I hope you've enjoyed this post. Let me know in the comments if any trends are inspiring your spring projects this year.


  1. Welcome back. Dahlis are a gorgeous flower but for some reason I've always been afraid to plant them.... I just may have to buy the book. Your post has given me some ideas. Thank you

    1. Thanks so much Miss dar! Always happy to hear my posts are a source of inspiration.
      I have always been lazy about growing dahlias because I can buy them so easily and cheaply at the local farmer's market. That ready source of flowers ended last year with the COVID-19 lockdown, so I grew some dahlias (in pots) for the first time. I had some success but could do better. This summer, I think I will plant them in the ground.

  2. Hhahaha yes, sooooo many things resonated. I'm growing a lot more cut flowers this yesr, I had fun donarrangemrnts with the dillarstore seeds I was able to find last spring! Ramping it up for this year.

    I did a lot of seed swaps in the fall and I loved it. It gave me a huge variety i never would ahve dreamed of trying including some procut sunflowers, we shall see how they do. I dont put 100% confidence in swapped seeds, but so far I've been plese tly surprised, only a few haven't done anything yet.

    I got hooked watching garden channels on youtubw as well, hahahaha its like you wrote this blog for me hahahha. I actually started my own channel hoping to highlight more things here in Ontario, and show gardening ona much smaller scale then you see online. As much as i Love Laura, I just can not relate.

    The greenhouses are amazing, no roo for o e, we are setting up a temporary 6x6cold frame, as spom as the ground thaws enough to get the stakes in.

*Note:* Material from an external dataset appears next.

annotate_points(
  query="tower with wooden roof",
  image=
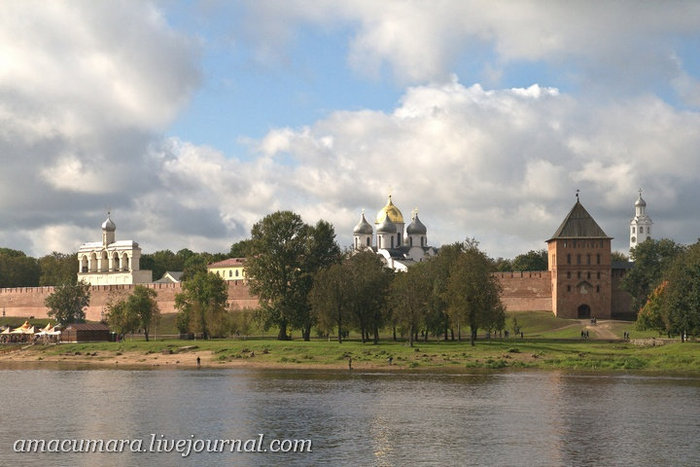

    Great article I really enjoyed it, will pursue the rest of your blog when I have time.

    I have a sewing blog thats slowly been taken over by gwrdening hahaha ooops.

    1. Hi Venice, Nice to hear from another Brampton gardener. I have a couple of cold frames and I think of them as a small unheated greenhouse. You can certainly do a lot with them.

  3. So glad to read your inspiring post! Welcome back! I thought I was the only one who became enthralled by dahlias last year, but looks like I'll have plenty of company this year.

    1. Thanks Kay. I do think you and your dahlias will have lots of great company.

  4. What a lovely post, full of inspiration!
    Love from Titti

    1. Thanks Titti! Hope you are staying well. Spring can't come soon enough!